It is the Great American Novel, though when it was published many were too close to Gatsby’s themes to understand that it would outlive other much-heralded books by prominent authors the mid-1920s, such as Sinclair Lewis’s Arrowsmith, John Dos Passos Manhattan Transfer,  Faulkner’s first novel, Soldier’s Pay, and Hemingway’s first story collection, In Our Time.  

Was Hemingway, whose best-known novels would be set outside the U.S., too jealous to acknowledge a novel that caught the heartbeat of an America he never understood? It was another expatriate who instantly perceived Gatsby’s greatness:  T.S. Eliot wrote to Fitzgerald in 1925 that The Great Gatsby was “the first step that American fiction had taken since Henry James.”

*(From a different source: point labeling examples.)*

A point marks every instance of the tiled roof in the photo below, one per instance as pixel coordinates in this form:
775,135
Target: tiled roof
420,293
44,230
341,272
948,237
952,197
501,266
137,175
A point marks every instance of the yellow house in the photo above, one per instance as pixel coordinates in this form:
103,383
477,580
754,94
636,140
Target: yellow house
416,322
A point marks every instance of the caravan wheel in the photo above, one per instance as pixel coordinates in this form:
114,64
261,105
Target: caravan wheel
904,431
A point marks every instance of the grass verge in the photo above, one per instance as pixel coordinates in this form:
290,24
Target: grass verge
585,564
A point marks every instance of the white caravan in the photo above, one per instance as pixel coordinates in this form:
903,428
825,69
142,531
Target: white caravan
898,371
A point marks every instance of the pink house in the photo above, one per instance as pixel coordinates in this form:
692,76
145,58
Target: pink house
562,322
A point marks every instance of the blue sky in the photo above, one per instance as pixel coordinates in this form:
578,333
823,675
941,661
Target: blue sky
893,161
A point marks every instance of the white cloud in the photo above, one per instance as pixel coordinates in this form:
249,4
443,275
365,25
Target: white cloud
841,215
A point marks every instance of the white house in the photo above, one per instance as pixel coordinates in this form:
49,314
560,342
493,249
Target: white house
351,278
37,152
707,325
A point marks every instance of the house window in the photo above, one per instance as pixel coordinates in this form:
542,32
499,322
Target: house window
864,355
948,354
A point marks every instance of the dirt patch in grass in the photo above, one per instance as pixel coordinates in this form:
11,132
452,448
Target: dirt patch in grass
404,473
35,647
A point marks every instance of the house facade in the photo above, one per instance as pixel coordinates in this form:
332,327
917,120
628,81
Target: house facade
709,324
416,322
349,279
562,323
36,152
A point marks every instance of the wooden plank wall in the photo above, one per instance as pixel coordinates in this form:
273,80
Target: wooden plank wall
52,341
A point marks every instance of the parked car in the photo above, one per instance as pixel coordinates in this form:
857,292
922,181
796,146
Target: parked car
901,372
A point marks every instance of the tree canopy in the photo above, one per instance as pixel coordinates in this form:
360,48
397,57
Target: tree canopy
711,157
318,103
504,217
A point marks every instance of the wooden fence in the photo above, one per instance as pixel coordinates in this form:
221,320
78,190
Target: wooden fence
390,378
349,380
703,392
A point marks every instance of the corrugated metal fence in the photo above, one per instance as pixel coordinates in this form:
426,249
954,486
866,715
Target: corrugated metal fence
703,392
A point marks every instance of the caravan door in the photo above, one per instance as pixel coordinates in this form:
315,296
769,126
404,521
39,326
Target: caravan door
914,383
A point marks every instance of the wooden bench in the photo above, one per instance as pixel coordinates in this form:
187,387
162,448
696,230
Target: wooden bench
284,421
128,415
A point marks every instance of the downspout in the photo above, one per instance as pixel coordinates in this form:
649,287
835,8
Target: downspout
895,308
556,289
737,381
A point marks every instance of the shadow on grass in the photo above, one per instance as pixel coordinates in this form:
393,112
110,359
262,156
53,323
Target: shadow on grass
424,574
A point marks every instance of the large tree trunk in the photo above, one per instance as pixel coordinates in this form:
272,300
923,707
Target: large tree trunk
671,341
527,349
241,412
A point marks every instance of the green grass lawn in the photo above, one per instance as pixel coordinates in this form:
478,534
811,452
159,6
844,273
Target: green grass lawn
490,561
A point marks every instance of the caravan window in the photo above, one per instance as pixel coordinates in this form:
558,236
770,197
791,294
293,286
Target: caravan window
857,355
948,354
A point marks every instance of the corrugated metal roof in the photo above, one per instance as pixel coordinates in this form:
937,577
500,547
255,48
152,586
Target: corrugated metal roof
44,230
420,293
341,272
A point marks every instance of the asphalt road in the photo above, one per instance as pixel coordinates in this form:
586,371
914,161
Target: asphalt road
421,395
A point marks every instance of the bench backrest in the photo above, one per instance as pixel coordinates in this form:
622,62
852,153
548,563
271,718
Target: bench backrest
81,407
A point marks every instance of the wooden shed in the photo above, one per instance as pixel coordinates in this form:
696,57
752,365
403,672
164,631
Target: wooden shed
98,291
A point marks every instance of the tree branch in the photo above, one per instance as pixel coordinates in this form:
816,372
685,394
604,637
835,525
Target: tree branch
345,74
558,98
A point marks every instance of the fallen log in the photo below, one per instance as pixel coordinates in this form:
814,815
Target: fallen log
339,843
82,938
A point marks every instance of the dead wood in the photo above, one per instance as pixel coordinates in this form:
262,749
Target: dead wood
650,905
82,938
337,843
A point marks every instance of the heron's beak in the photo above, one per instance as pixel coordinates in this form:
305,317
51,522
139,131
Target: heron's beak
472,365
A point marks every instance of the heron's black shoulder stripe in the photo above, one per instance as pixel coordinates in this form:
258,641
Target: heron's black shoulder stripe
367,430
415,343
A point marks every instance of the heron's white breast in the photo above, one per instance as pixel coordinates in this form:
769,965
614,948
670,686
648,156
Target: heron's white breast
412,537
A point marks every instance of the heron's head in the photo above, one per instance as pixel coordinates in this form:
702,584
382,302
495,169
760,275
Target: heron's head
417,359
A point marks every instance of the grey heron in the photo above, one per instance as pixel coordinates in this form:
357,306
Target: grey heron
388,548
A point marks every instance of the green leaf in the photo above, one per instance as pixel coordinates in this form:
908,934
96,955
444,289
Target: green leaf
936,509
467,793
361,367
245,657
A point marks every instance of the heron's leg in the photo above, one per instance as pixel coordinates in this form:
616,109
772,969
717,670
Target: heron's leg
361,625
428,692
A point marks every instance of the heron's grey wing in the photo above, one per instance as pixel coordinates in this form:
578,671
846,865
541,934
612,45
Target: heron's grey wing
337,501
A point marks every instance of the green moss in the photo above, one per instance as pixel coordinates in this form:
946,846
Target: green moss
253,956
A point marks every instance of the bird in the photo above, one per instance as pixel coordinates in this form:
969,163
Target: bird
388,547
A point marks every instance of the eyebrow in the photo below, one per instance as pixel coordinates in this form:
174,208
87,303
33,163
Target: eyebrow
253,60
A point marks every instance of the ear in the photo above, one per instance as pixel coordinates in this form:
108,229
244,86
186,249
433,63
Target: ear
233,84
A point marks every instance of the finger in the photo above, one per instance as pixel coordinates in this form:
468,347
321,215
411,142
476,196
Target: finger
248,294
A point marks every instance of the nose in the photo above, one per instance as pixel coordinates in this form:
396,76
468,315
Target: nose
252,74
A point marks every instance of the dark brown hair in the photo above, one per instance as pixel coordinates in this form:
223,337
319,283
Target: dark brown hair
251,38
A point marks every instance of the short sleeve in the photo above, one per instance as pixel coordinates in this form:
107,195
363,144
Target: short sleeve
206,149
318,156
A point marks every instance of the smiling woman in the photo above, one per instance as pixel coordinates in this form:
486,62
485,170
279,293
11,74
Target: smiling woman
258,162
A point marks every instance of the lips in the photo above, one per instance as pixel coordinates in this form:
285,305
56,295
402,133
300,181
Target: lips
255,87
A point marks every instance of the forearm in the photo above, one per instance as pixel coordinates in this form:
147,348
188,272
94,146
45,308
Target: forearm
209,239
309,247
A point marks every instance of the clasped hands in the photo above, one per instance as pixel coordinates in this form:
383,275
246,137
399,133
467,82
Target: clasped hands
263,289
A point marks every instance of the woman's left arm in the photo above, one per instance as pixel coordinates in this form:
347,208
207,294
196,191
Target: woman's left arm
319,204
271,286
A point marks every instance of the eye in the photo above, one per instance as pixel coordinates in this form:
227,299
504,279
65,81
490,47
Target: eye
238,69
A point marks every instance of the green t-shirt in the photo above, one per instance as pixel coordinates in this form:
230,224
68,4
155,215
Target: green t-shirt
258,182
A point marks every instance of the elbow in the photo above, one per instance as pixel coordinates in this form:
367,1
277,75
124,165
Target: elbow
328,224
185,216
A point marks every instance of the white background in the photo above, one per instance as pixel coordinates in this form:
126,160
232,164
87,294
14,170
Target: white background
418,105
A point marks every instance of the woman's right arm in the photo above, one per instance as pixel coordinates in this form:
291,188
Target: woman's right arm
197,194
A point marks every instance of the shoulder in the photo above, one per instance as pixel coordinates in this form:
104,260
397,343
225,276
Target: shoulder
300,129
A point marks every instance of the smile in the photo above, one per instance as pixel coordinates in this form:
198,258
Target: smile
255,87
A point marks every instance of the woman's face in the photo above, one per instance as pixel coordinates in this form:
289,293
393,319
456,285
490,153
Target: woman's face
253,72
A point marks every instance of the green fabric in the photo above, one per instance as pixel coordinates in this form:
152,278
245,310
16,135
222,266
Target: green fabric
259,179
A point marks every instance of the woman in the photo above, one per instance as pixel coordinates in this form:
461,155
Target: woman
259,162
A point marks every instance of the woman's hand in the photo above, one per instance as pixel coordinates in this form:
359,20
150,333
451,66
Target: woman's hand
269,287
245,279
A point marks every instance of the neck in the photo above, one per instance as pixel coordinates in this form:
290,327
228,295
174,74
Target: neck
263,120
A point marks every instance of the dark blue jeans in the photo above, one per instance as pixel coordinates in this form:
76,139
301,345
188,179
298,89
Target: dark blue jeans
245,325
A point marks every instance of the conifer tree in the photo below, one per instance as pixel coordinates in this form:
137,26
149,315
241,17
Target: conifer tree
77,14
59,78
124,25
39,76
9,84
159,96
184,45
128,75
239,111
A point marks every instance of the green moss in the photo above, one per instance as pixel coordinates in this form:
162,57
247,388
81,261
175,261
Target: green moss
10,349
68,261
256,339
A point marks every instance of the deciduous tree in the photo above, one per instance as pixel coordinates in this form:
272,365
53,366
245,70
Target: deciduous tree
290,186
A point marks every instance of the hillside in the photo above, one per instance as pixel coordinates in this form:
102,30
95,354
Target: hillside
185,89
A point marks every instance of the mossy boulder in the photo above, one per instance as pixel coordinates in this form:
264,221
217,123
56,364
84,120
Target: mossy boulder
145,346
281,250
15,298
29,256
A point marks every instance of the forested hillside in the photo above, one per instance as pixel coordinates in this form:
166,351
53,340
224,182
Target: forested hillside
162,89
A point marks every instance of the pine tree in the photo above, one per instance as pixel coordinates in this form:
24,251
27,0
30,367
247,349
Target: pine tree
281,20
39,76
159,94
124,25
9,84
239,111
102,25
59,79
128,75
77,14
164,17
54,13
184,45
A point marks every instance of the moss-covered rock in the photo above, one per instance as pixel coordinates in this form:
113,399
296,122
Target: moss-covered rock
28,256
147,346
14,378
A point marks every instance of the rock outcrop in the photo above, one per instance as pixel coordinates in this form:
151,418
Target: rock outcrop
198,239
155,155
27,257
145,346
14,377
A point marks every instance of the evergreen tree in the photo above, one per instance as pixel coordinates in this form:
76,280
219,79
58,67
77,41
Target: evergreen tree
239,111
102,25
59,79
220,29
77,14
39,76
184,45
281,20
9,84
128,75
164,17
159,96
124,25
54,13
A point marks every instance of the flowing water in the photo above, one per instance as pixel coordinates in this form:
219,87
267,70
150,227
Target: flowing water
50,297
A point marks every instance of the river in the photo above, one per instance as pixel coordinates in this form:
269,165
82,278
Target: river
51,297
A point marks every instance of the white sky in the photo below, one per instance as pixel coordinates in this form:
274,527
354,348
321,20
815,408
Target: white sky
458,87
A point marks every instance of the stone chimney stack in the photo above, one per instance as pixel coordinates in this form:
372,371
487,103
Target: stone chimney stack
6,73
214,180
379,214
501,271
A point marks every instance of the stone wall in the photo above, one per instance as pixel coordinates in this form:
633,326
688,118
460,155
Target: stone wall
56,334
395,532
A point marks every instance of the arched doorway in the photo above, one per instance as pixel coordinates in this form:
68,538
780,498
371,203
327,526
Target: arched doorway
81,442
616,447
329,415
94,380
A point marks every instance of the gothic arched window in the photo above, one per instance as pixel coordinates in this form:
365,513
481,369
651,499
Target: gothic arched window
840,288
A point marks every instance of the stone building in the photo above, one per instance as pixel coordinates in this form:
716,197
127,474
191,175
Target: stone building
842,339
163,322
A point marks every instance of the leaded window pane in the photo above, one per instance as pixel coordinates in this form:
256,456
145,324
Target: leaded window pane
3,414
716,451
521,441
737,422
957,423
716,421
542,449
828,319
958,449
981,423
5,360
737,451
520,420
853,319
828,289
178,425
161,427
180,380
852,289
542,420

Marcus says Fitzgerald “was seeing, or trying to see, the whole arc of American history, keeping it in his mind’s eye like a map tacked to the wall in front of his desk.”  Gatsby is read as a kind of secret history of America, one that “absorbed the ferment of its time.” Fitzgerald “took into his book the action of the previous five years [of the twenties] – the fortunes, crimes, and songs --  and with such an acute sense of what the time wanted  and what it feared that he was able to create an atmosphere in which the action of the next five years – the speculation, the panic, and the songs – had already taken place.”  The era “was a bacchanal that left every question worth asking hanging in the air.”